A dívida líquida do setor público não é tão grande - R$ 1,96 trilhão, ou 30,4% do PIB - mas a taxa de juros implícita no endividamento é absurda: 30,6% ao ano. Os juros são altos, principalmente, porque o governo cobra menos nos empréstimos que fez para o setor privado do que paga para financiar sua dívida em mercado; e porque tem que arcar com o custo de carregamento das reservas cambiais. Isso significa que se não aumentar um tostão sequer, em três anos a dívida mais do que dobra só com os juros.
Infelizmente não há atalho. Os juros só vão cair quando voltar a percepção de solidez nas contas públicas.
Na área externa, a taxa de câmbio se desvalorizou bastante e uma parte do ajuste está se processando. O país ficou mais competitivo e o trabalhador, mais pobre, mas é das contas externas que vem a única fonte de crescimento deste ano. Como a queda dos demais setores é mais intensa, estima-se que a recessão será da ordem de 3,5% ou mais.

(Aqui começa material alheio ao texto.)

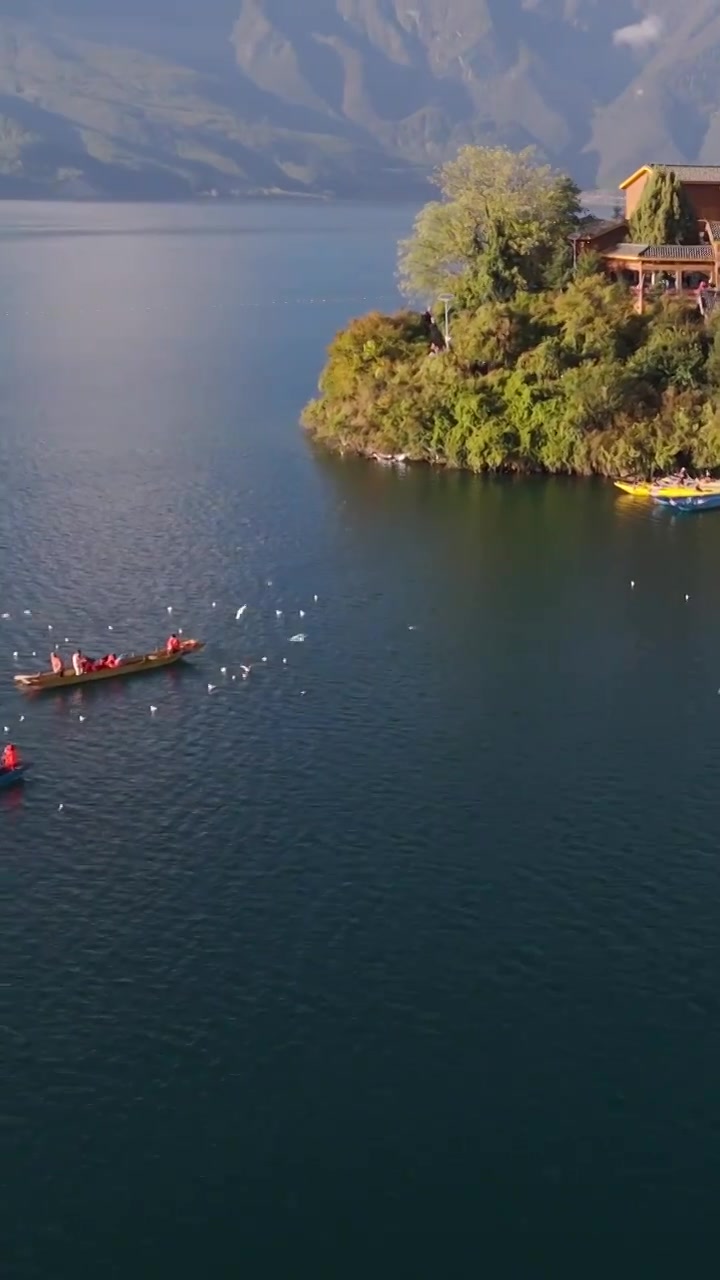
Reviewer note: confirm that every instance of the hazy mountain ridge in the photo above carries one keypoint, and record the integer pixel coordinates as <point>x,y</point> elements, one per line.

O resultado dos cinco anos de governo Dilma pode ser medido pela seguinte comparação: enquanto o mundo nesse período cresceu cerca de 18%, os emergentes, exceto o Brasil, cresceram em torno de 28% e o Brasil, 5,3%. O Brasil deu uma ré.
O governo se vê - em um momento de tremenda fragilidade política, em que tem como prioridade evitar o impeachment - diante de um desafio gigantesco. Ou retoma a responsabilidade fiscal, com a geração de superávits primários que limitem o crescimento da dívida, ou a inflação fará o serviço da pior maneira possível, punindo sempre mais os mais pobres. O fiscal é precondição para a retomada do crescimento.
Essa é uma visão progressista. O resto é equívoco. Vãs esperanças.